If you aspire to building a portfolio of accounts in a wide variety of industries, you must be able to produce different kinds of advertising. An agency which can only play the package-goods tune disqualifies itself from corporate accounts. An agency which always produces emotional advertising is unlikely to be hired by a manufacturer of power tools. The broader your range, the broader the spectrum of accounts you will get.
It follows that you should recruit people with a wide range of talents. An agency should be like an orchestra, able to play anything from Palestrina to Jean-Michel Jarre with equal virtuosity.
It is very difficult for small agencies to get big accounts. They cannot afford the range of specialized departments which big accounts require – regional offices, research, sales promotion, direct mail, public relations, and so on. They cannot deploy enough bodies to match the bodies at the client end. And the risk of losing a big client scares them out of that independence of judgment which should be one of any agency’s principal values to its clients.
The other side of the coin is that the bigger an agency grows, the more bureaucratic it becomes. Personal leadership gives way to hierarchy. The head of the agency no longer recognizes his staff in the elevators. I found working at Ogilvy & Mather more agreeable when it was small, but as I aspired to handling big accounts, I had no choice but to build a big agency.

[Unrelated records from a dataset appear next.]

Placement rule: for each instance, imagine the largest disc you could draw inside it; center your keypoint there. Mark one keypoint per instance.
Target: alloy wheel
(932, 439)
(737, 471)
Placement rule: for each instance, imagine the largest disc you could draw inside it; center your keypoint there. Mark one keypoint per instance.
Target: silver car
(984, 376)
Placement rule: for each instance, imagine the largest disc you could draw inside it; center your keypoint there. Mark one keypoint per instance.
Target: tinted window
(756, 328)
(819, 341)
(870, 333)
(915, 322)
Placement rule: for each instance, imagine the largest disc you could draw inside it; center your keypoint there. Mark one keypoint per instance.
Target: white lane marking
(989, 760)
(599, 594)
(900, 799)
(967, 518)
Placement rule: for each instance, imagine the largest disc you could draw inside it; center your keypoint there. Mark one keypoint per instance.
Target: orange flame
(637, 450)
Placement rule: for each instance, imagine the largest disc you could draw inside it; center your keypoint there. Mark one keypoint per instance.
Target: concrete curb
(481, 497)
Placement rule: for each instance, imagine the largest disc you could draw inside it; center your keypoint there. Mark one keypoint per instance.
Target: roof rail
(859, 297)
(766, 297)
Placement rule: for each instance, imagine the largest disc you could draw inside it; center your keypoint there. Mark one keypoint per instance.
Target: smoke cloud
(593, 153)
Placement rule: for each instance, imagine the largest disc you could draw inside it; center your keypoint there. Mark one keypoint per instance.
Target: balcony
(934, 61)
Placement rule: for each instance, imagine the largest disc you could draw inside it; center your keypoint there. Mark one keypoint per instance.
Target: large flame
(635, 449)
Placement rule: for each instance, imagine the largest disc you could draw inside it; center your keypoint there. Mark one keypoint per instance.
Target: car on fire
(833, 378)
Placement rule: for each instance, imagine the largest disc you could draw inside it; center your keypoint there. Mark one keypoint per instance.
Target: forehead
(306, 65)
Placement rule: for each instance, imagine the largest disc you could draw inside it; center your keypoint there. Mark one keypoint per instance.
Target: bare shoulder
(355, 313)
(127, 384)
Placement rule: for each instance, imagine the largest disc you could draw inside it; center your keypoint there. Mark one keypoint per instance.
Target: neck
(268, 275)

However, there will always be more small accounts than big ones, so small agencies are not an endangered species. Within the limits of their resources, they can often out-perform the big ones. Creativity is not a function of size. Small can be beautiful.
It puzzles me why so few agencies advertise themselves. Perhaps it is because the partners cannot agree on what to say. Some want to improve their agency’s reputation for ‘creativity.’ Some want to impress prospective clients with their agency’s marketing skills. Some want new business leads in a hurry. Make up your mind which you want – before you start writing house ads.
Direct mail is probably the most efficient medium for your house campaign. If you can scrape up the money, use space advertising as well, but don’t start it unless you mean to do it consistently. Young & Rubicam advertised in every issue of Fortune for 40 years.
Left alone, copywriters write house ads to impress other copywriters, and art directors make layouts to impress other art directors. But trendy layouts and fancy copy don’t impress prospective clients who have come up through finance, production or sales. Writing house ads is a job for copywriters who can think like top-level businessmen. They should also be endowed with patience; it took me 22 years to get my first house ads approved by my partners.
The purpose of my ads was to project the agency as knowing more about advertising. You may argue that this strategy was ill-advised, knowledge being no guarantee of ‘creativity.’ But at least it was unique, because no other agency could have run such advertisements – they lacked the required knowledge. My ads not only promised useful information, they provided it. And they worked – in many countries.
But watch out: your clients will read your house advertisements. If you boast about your genius for brilliant ideas, you run the risk that they will ask you why you don’t give them brilliant ideas.